Sidwaya (S.) : On vous a connu grand sportif. Qu’est-ce qui a pu vous imposer un handicap et réduit votre mobilité ?

Juste Windpabasba Tiemtoré (J.W.T.) : J’ai été victime d’une tuberculose osseuse au cou qui m’a rongé trois vertèbres. Deux d’entre elles se sont affaissées et ont sérieusement blessé les nerfs. Après une paralysie générale, Dieu m’a relevé au point que, de ma chaise roulante, je peux marcher avec des béquilles sur une distance réduite de 100 mètres.

S. : Vous avez été proche du leader de la Révolution du 4-Août 1983, Thomas Sankara. Quel a été votre rôle à cette époque ?

J.W.T. : Sous la Révolution, j’ai été directeur du Protocole d’Etat, ministre Coordonnateur général de la Présidence du Faso et ministre de l’Information. Ce sont les fonctions que j’ai occupées, sinon je suis un diplomate de carrière.

S. : N’aviez-vous pas bénéficié de certaines faveurs pour occuper ces postes ?

J.W.T.: Le mérite et le militantisme présidaient à la désignation des responsables des structures. C’est dans ce cadre que j’ai occupé ces fonctions. J’ai d’abord été directeur adjoint du Protocole d’Etat, puis Chef du protocole du Premier ministre Thomas Sankara, sous le Conseil de Salut du Peuple (CSP). C’est le camarade président qui m’a nommé à toutes ces fonctions sans demander mon avis. Je ne saurai vous dire quels critères ont pu peser dans la balance. Mes relations avec le président Sankara relèvent d’une histoire qui, même si elle n’a pas été longue, était faite de confiance éprouvée, mais aussi de compétence approuvée, le tout soutenu par une même vision du monde.

S.: Est-ce à dire que vous n’aviez pas une carte politique en son temps?

J.W.T. : Elle a dû exister. J’étais membre de l’Union des communistes burkinabè (ulc), mais je ne sais pas si c’est cela qui a joué plus que mon profil professionnel.
S. : Vous aviez connu Thomas Sankara. Pouvez-vous nous dire qui était l’homme ?

J.W.T. : Il est difficile de camper l’homme dans des qualificatifs plus ou moins définis, au risque de verser dans l’exagération ou de comprimer l’exception qu’il était à notre mesure. Il me semblait seulement porter en lui un logiciel plein d’espoirs pour son peuple.

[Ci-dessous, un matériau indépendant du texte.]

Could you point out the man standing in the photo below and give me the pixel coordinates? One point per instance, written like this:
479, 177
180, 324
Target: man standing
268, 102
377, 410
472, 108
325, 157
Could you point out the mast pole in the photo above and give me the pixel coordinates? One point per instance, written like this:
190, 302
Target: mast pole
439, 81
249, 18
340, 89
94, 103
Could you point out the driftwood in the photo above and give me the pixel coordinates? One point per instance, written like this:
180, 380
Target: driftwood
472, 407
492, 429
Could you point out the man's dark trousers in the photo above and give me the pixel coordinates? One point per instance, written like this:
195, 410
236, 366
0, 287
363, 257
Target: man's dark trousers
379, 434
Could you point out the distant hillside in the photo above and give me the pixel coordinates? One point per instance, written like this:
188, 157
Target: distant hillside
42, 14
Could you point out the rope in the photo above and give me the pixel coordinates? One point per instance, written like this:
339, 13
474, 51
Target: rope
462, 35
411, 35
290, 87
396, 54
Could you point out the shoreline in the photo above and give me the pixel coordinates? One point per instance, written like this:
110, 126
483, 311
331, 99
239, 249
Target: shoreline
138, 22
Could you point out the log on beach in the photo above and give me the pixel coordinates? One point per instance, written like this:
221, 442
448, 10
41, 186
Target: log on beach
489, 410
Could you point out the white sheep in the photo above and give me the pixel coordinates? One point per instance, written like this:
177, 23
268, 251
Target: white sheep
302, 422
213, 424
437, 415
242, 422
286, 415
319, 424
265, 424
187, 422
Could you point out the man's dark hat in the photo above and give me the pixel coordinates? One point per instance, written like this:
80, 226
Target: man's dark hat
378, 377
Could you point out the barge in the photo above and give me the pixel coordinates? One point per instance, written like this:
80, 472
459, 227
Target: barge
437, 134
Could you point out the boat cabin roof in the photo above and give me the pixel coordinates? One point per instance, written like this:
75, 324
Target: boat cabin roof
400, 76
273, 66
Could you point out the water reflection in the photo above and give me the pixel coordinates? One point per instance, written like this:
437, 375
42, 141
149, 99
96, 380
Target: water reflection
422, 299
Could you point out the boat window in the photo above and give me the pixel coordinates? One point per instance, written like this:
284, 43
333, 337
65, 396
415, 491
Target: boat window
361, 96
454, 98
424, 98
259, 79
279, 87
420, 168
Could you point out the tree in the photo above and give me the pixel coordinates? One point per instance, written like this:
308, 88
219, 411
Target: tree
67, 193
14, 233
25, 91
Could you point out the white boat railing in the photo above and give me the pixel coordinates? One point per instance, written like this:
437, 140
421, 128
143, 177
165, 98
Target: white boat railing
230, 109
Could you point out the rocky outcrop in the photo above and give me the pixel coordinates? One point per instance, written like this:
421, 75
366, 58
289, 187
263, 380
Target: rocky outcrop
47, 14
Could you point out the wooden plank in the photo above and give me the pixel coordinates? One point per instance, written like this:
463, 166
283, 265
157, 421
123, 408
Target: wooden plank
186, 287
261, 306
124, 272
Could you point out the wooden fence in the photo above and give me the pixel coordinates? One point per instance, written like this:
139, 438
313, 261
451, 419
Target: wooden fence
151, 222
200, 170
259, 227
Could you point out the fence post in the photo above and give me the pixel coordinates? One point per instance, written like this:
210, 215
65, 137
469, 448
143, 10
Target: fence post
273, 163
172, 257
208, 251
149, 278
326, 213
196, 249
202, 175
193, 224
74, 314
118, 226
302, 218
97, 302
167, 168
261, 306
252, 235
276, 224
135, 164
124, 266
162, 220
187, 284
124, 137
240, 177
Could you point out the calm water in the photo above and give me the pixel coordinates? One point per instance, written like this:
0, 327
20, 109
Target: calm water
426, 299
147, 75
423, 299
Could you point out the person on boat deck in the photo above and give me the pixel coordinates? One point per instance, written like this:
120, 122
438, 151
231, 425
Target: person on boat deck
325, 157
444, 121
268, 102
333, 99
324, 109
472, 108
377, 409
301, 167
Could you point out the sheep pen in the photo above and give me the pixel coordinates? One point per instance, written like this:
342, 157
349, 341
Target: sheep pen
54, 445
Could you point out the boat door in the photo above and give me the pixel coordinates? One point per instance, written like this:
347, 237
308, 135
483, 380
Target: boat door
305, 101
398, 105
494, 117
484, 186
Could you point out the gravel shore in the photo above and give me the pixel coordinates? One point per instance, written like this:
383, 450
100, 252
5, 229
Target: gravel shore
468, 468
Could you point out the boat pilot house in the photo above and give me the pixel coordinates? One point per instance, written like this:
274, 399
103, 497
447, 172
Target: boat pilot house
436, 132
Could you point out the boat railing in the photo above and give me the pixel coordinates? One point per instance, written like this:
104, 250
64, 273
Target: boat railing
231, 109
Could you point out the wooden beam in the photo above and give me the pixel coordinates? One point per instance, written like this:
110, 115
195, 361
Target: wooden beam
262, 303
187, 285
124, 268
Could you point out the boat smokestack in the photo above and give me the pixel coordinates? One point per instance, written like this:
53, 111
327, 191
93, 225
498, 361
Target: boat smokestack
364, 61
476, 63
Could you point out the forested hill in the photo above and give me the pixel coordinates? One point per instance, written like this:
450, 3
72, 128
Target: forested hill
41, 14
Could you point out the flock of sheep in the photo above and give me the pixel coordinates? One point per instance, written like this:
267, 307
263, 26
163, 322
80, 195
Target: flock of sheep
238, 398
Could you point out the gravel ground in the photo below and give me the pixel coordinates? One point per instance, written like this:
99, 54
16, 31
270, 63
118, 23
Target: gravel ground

S. : Quelles étaient les valeurs défendues sous le Conseil national de la révolution (CNR) ?

J.W.T. : Les valeurs sont connues et étaient inscrites dans le Discours d’orientation politique (DOP) du 2 Octobre. La vision de la Révolution est concentrée dans ce document d’orientation.

S. : Une certaine opinion pense que le DOP est une œuvre collective. Avez-vous contribué à sa rédaction?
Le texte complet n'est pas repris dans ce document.